Ever buy a used firearm (i.e. LE trade-in guns, guns from WWII, etc) and wonder about it’s history?

I had the same wonder. I was bored today, so I called Glock with the serial number of my Glock 23, and they told me what police department it was sold to.

I called said police department, and after emailing them a scanned in copy of my reciept, a helpful SGT looked up the info for me. And honestly, I wished I hadn’t.

It was used in 3 officer involved shootings, killing 4 people over those 3 incidents.

The first incident was a traffic stop. The perp pulled his gun on the officer as he approached the vehicle. The officer pulled his service pistol (my Glock), fired several rounds and killed the suspect.

The second incident was a domestic violence call. 2 officers responded to the scene, and as they got out of their separate patrol units and began to approach the house, the husband and his brother came charging out of the house with shotguns. Both officers drew and returned fire. The first officer (using the Glock I own now) shot the husband several times, killing him instantly. The brother sought shelter and continued to fire at the officers. The second officer shot the brother initially, however, it wasn’t incapacitating. The first officer also shot him, however, with more fatal results.

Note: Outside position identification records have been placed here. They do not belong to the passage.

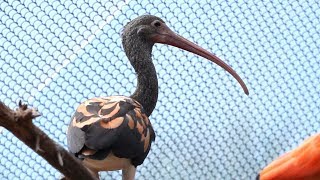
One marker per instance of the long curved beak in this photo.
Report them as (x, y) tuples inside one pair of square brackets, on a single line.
[(166, 36)]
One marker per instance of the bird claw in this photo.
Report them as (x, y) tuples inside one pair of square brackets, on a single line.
[(24, 113)]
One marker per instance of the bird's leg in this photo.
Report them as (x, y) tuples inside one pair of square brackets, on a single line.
[(128, 173), (94, 173)]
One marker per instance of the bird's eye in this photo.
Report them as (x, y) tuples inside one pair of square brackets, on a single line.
[(156, 24)]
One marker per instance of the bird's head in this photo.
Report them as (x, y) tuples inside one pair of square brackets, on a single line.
[(150, 29)]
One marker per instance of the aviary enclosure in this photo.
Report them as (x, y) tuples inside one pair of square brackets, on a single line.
[(56, 54)]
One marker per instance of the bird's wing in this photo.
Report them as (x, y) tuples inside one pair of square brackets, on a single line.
[(302, 163), (115, 123)]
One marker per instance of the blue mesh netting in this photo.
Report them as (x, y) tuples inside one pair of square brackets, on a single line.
[(55, 54)]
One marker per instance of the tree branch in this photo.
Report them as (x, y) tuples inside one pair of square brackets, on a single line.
[(19, 123)]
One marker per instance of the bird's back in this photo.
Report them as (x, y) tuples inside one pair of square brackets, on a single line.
[(114, 125)]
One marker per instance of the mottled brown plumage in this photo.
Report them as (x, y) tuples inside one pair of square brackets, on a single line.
[(101, 123), (114, 133)]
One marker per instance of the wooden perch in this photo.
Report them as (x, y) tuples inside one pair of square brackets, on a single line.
[(19, 123)]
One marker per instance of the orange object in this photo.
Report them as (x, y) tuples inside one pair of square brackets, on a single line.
[(302, 163)]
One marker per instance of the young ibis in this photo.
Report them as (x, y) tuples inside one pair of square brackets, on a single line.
[(114, 133), (302, 163)]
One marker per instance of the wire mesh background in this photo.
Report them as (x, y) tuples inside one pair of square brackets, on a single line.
[(55, 54)]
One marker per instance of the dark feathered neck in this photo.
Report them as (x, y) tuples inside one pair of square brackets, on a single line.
[(139, 52)]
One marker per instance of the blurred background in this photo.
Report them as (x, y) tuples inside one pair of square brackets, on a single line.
[(56, 54)]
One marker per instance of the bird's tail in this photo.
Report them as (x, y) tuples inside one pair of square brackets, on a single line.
[(302, 163)]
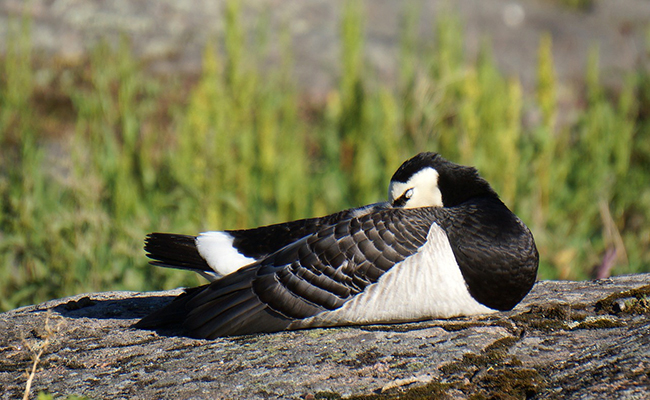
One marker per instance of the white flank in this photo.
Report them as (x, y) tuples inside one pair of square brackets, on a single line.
[(218, 251), (426, 285), (426, 192)]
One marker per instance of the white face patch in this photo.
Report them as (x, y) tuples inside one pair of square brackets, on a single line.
[(424, 190)]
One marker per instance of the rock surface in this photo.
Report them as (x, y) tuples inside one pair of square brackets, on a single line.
[(580, 340)]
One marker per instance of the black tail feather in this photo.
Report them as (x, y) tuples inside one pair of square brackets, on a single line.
[(175, 251)]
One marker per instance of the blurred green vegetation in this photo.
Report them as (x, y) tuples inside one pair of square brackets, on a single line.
[(238, 147)]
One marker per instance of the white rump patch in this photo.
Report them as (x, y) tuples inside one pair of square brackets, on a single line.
[(426, 192), (218, 251), (426, 285)]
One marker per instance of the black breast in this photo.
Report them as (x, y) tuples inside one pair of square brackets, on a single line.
[(495, 251)]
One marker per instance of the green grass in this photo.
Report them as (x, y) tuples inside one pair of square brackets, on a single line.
[(93, 157)]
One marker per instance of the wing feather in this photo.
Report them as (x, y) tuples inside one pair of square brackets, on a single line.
[(318, 273)]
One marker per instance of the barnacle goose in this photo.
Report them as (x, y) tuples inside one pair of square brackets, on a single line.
[(444, 245)]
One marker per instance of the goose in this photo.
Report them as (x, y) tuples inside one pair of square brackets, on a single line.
[(443, 246)]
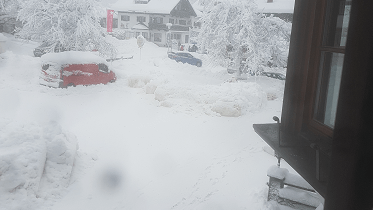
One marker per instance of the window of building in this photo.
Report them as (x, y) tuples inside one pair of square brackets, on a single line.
[(311, 94), (176, 36), (326, 66), (125, 18), (158, 20), (141, 19), (157, 37)]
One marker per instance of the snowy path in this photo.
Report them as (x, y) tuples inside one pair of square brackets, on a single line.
[(134, 152)]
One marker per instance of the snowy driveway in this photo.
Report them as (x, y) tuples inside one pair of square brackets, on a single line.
[(140, 150)]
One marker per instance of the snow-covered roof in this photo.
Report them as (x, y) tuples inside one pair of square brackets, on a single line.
[(277, 6), (153, 7), (3, 38), (72, 57), (140, 26)]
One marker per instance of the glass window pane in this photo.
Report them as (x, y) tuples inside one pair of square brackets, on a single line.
[(336, 26), (328, 87)]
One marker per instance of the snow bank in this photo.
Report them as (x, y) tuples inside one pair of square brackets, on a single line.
[(35, 162), (227, 99), (72, 57)]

The last incident, a detective was doing follow up on a case and accidently went to the wrong house, which was the home of a drug dealer. The drug dealer shot the detective through the door, hitting him in the shoulder. The dealer opened the door and the detective shot and killed the dealer. The detective survived. However, his service pistol (my Glock) stayed in evidence for a year, before it was returned to the PD, where it was removed from service and placed in reserve. From there, it was sold to the dealer I bought it, which he in turn sold to me.


4 Responses to “Wonder”

  1. Yikes.

    Bought my Glock 19 at McBrides, used, with I’d estimate less than 100 rounds thru it. My guess is a nightstand gun, but I’d just as soon not find out it’s history on the off chance that it was a LEO trade-in.

  2. Jay,

    I’m not sure I see the problem here.

    If you had bought a used M1 Garand or similar battle rifle, would you be proud that it had served honorably?

    None of the officer involved shootings seem to be dirty, they all appear to be in defense of the officers lives.

    A proven gun is gold, and that Glock has proven that it and the person using it can get the job done.

    • Bob,

      Dad and I talked about it last night, and he made the same point. Do I still feel a little bad it had to take a life 4 times? Sure, but as both you and he said, it’s combat proven. It stood the test 3 separate times and came out on top all 3 times.